How to Do Linear Regression Analysis in Excel

Regression Analysis is a technique to forecast the relationship between data variables of entities such as customers, orders, transactions, etc. These are the parameters based on which business decisions can be taken for sales, finance, and marketing operations. To understand this in a simpler way, let us take some examples.

Example 1 – Risk Analytics in Retail Banking

Credit risk scores of customers are built by the banking industry to predict the customer’s delinquency behavior and to evaluate the creditworthiness of each customer while processing loan applications.

Example 2 – Marketing Analytics in eCommerce

To predict customers’ buying patterns based on the customer’s past transactions from an online portal. The e-commerce industry is highly competitive so they use analytics to predict customers’ purchasing patterns.

Example 3 – Pricing Analytics in Stock Market

Stockbrokers and investors use analytics to forecast stock pricing based on the past 52-week pricing trend and many other parameters. The analytics helps them to make the decisions on buying or selling the stocks based on the future pricing predictions.

Example 4 – Behavioral Analytics in Human Resource Industry

Human resource departments/companies use analytics to predict employees’ behavioral patterns that will enable them to decide the increment or promotion to be given on a yearly basis.
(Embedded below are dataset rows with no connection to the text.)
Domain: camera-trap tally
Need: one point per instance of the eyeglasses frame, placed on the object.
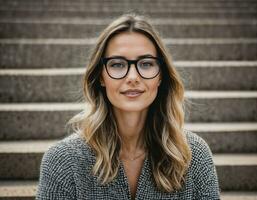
(106, 59)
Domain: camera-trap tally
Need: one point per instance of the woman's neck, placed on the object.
(130, 127)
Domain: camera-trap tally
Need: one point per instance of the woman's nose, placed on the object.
(132, 73)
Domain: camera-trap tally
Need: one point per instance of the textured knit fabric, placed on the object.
(66, 174)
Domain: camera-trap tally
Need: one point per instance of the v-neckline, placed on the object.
(142, 179)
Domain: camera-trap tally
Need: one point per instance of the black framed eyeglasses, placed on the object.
(117, 67)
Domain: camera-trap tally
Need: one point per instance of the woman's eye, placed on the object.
(117, 65)
(146, 64)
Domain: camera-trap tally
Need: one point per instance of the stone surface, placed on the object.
(78, 28)
(33, 53)
(66, 85)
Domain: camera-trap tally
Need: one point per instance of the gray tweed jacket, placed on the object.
(65, 173)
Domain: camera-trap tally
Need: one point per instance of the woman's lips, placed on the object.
(132, 93)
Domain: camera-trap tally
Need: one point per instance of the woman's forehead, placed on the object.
(130, 45)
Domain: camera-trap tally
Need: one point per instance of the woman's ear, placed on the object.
(159, 83)
(102, 82)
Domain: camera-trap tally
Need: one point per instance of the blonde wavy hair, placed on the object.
(168, 150)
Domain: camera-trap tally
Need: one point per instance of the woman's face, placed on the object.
(131, 93)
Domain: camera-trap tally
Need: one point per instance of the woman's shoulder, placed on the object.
(66, 151)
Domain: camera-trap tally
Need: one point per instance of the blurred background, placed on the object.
(44, 46)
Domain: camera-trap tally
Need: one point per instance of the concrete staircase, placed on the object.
(43, 50)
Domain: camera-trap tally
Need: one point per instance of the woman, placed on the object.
(131, 144)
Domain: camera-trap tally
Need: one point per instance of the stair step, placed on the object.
(172, 14)
(22, 119)
(21, 189)
(21, 160)
(236, 171)
(121, 5)
(221, 137)
(81, 28)
(227, 137)
(65, 84)
(72, 52)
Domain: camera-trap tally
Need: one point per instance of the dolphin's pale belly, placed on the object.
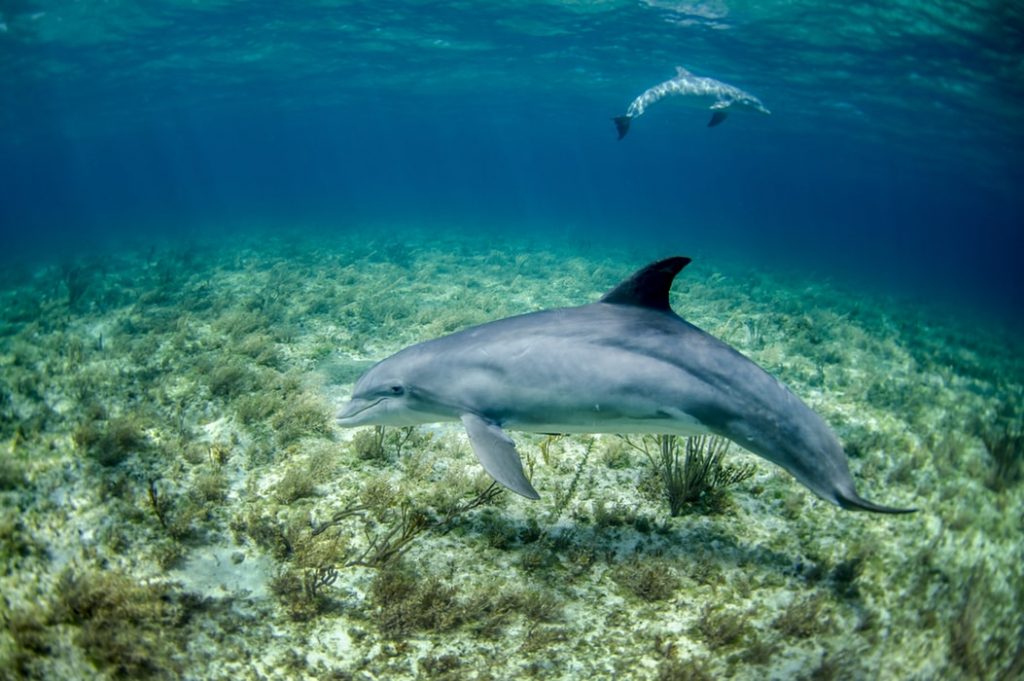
(593, 389)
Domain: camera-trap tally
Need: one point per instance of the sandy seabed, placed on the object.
(177, 502)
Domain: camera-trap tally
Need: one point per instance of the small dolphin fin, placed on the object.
(622, 125)
(496, 452)
(649, 287)
(716, 118)
(854, 502)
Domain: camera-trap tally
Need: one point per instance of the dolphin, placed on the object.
(626, 364)
(723, 97)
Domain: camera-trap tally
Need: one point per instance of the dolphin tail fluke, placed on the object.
(622, 125)
(854, 502)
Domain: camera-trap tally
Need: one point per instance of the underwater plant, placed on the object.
(692, 474)
(1005, 443)
(125, 627)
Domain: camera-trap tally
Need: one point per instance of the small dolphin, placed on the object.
(626, 364)
(724, 98)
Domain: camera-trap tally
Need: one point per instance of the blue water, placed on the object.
(893, 156)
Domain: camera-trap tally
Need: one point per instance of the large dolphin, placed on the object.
(626, 364)
(722, 97)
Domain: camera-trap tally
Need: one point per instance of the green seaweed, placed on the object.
(129, 629)
(693, 475)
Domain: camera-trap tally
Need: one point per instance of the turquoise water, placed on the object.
(215, 216)
(894, 146)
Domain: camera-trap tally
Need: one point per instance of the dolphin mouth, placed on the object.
(351, 413)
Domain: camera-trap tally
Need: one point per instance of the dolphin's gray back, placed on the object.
(580, 360)
(706, 89)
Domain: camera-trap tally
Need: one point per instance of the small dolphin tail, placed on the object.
(854, 502)
(622, 125)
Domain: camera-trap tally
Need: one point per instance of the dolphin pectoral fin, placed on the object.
(622, 125)
(497, 454)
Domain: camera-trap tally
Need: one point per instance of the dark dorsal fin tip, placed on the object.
(648, 287)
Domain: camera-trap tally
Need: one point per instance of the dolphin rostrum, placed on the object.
(626, 364)
(723, 98)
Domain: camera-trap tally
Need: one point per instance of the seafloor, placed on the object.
(177, 503)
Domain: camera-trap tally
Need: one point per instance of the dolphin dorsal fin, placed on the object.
(649, 287)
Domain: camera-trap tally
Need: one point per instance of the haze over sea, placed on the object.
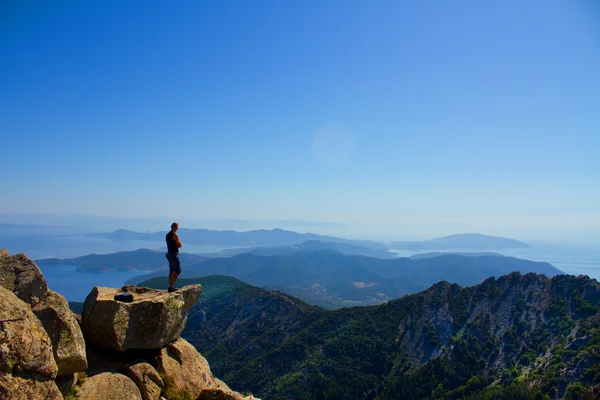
(40, 242)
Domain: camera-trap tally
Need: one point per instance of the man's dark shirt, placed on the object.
(172, 244)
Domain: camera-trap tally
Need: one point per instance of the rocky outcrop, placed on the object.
(64, 331)
(109, 386)
(147, 380)
(43, 346)
(219, 394)
(186, 368)
(24, 344)
(66, 382)
(154, 319)
(21, 276)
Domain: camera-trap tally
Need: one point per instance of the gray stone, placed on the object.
(66, 382)
(147, 380)
(109, 386)
(154, 318)
(64, 332)
(21, 276)
(24, 343)
(186, 369)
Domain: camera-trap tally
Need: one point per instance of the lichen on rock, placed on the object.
(154, 318)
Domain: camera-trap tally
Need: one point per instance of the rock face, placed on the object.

Regression Analysis Basics

Before we go for how to do regression in Excel by taking a case study, let us understand the dataset and its components.

Population vs. Sample

The population is referred to as all members of a defined group that are considered for studying information on data-driven decisions. For example – The current inflation rates of EU countries.

A sample is a part of the “population”. It can be biased or unbiased. For example – The current inflation rates of EU countries having per capita income < 50000 EURO per annum.

Types of Data Variables

The below diagram shows the types of data variables under each category.

Data Snapshot

The table below gives an example of a data snapshot with different data variables.

#	Cust.Name	Cust. ID	No.Of credit cards	Gender	Marital status	Age	Annua lSalary	Monthly Credit Card Usage
1	Josh	111669	5	F	Never Married	43	88,001	Low
2	John	223112	6	M	Married	24	592,330	Low
3	Alen	189123	4	M	Divorced	50	272,304	Low
4	Chaya	171690	3	F	Married	37	140,400	Low
5	Dandre	16625	6	M	Never Married	23	105, 234	Low
6	Justin	149171	7	M	Divorced	34	358,534	Low
7	Neil	169254	5	M	Married	36	510,321	Low
8	Emily	149771	2	F	Never Married	26	164,732	Low
9	Janice	175646	2	F	Married	35	103,345	Low
10	Farhan	170639	4	M	Never Married	63	724,788	Low
11	Tony	113136	3	M	Married	70	105,450	Low

Let us understand the data variables available in the above table.

#	Cust.Name	Cust. ID	No.of credit cards	Gender	Marital Status	Age	Annual Salary	Monthly Credit Card Usage
–	–	–	Numerical (Discrete)	Categorical (Binary)	Categorical (Nominal)	Numerical (Discrete)	Numerical (Continuous)	Categorical (Ordinal)

Summarizing Data

The next step is to summarize data in a presentable format that will give the report on which analysis can be done. The ways to summarize the data are as follows:

Frequency Distribution – this is a simple way of counting distinct discrete values. For example – The number of credit cards owned by 3000 customers as sample data. Can be shown in tabular format or as a graph using Excel.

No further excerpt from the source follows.